Strathclyde Pension Fund is to boost its local property venture by £25m (€32m), ahead of fund manager Ediston Real Estate exhausting the scheme’s initial commitment.
The £15.6bn local authority fund, responsible for the retirement benefits of workers in Glasgow and the surrounding region, said it would boost its commitment to the Clydebuilt Fund to £75m, part of an efforts to grow its exposure to enhanced-yield strategies.
The vehicle, set up in 2013 with an initial £50m investment by Strathclyde, targets properties worth no more than £10m in Glasgow and the surrounding region.
As part of the additional allocation, Ediston will commit a further £1m of its own capital, in line with the £1m it allocated when the fund was first set up.
A report prepared for Strathclyde’s pension committee noted that, without additional funding, the Ediston vehicle would run out of capital by the end of 2016.
However, the same report added that the additional funding would only be sufficient to meet the existing pipeline of investments for another 12 months, remaining focused on property within the target region of the West of Scotland.

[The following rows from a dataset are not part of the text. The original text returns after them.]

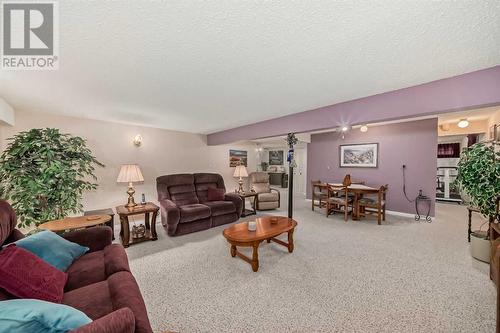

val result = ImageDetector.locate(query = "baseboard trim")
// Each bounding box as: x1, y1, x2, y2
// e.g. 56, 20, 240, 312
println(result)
305, 199, 434, 219
385, 210, 435, 220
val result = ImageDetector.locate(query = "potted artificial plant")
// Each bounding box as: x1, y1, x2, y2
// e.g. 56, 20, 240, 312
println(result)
457, 141, 500, 262
0, 128, 104, 229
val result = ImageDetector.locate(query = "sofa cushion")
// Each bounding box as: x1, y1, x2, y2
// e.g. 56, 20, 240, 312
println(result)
63, 271, 153, 333
65, 244, 130, 292
203, 201, 236, 216
194, 173, 226, 202
0, 245, 67, 303
15, 230, 89, 272
0, 299, 92, 333
252, 183, 270, 193
258, 192, 279, 202
207, 187, 225, 201
156, 174, 199, 206
179, 204, 211, 223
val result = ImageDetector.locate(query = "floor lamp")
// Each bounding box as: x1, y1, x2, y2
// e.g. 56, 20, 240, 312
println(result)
286, 133, 298, 218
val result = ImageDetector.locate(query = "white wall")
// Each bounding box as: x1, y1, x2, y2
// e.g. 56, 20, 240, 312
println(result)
0, 110, 257, 213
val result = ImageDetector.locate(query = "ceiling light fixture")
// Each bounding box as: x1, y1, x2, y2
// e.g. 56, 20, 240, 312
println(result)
360, 125, 368, 133
457, 119, 469, 128
341, 126, 350, 132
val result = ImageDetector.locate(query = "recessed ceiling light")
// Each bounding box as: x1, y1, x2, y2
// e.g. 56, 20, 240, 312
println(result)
341, 126, 350, 132
458, 119, 469, 128
360, 125, 368, 132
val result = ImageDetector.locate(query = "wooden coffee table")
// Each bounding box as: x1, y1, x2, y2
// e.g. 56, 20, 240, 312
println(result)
223, 216, 297, 272
39, 215, 111, 232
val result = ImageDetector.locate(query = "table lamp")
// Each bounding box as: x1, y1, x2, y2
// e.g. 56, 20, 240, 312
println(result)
233, 165, 248, 194
117, 164, 144, 208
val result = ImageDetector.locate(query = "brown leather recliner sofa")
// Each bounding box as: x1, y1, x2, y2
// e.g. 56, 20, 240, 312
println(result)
0, 199, 153, 333
249, 172, 280, 210
157, 173, 243, 236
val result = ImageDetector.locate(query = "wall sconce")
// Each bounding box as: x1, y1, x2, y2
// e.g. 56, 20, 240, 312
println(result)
360, 125, 368, 133
133, 134, 143, 147
439, 123, 450, 131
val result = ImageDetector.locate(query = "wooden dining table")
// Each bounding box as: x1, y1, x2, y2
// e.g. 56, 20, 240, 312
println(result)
318, 182, 379, 220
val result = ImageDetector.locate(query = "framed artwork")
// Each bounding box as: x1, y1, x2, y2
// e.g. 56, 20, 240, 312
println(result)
268, 150, 284, 165
229, 150, 247, 167
339, 143, 378, 168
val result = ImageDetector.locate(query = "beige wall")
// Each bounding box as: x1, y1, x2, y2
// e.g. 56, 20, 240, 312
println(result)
0, 110, 258, 214
438, 119, 488, 136
487, 109, 500, 139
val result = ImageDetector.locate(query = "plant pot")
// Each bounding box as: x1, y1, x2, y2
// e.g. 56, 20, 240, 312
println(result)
470, 230, 490, 263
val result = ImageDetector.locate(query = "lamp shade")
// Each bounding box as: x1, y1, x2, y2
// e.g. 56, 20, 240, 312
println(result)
117, 164, 144, 183
233, 165, 248, 178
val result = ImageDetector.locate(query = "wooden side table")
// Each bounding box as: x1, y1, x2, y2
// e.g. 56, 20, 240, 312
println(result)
237, 192, 258, 217
39, 215, 111, 232
116, 202, 159, 248
84, 208, 115, 240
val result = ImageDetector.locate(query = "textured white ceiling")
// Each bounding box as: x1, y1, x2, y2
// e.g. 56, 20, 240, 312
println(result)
1, 1, 500, 134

The additional allocation to Clydebuilt will boost Strathclyde’s long-term enhanced yield (LTEY) portfolio to 14.8% of scheme assets, part of an overhaul of its asset allocation initiated last year.

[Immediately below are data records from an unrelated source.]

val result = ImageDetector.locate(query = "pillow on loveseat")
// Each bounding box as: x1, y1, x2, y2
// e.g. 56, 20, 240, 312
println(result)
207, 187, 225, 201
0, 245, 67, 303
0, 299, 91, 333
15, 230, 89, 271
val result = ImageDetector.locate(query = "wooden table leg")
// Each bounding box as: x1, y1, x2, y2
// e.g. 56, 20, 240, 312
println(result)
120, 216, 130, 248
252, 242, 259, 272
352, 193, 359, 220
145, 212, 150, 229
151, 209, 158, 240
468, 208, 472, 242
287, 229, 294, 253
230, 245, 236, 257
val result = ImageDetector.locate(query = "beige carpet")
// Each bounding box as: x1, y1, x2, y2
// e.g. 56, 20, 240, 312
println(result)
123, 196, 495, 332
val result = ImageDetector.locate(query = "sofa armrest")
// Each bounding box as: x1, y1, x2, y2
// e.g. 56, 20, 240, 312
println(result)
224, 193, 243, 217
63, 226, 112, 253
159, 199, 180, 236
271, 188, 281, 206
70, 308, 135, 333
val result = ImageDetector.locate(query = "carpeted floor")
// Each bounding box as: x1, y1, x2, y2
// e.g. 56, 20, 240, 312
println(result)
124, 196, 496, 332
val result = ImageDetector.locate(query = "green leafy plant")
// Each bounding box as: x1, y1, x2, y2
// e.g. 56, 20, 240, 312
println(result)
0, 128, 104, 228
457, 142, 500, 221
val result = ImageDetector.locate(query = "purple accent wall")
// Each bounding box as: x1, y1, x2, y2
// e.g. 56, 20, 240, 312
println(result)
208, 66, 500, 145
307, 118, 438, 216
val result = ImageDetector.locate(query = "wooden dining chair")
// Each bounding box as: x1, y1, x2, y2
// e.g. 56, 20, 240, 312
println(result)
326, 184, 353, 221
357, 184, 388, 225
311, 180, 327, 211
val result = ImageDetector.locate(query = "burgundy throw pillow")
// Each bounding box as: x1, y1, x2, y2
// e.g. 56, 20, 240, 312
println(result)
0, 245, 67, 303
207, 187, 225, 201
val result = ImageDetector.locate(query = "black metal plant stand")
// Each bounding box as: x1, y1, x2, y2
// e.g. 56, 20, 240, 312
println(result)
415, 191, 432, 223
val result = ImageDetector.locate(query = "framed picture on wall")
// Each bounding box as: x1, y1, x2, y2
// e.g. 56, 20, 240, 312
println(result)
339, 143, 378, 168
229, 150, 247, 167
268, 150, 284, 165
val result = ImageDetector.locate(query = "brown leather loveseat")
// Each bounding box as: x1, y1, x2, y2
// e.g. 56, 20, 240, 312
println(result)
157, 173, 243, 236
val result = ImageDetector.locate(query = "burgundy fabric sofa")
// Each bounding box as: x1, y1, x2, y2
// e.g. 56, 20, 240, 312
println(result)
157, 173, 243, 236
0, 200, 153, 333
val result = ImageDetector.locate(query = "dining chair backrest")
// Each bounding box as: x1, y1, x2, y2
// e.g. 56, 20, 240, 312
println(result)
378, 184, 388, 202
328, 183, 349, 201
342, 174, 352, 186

A £50m commitment to the first in-house fund managed by the Pensions Infrastructure Platform (PiP), of which Strathclyde is a founding investor, will allow it to reach its strategic LTEY target of 15%.
The £50m allocation to the PiP Multi-Strategy Infrastructure Fund is in line with the local authority scheme’s initial £100m commitment to the PiP.
However, because the £100m formed part of Strathclyde’s Direct Investment Portfolio, which has grown to 5% of total fund assets since the initial soft commitment in 2012, the fund said it decided to boost its total PiP commitment to £120m.
The PiP has previously launched two externally managed funds – a PPP Equity vehicle managed by Dalmore Capital and a Solar fund managed by Aviva Investors.
The in-house PiP fund was launched after the venture received approval from the Financial Conduct Authority in January, a step PiP chief executive Mike Weston previously hoped would have been completed by the end of last year.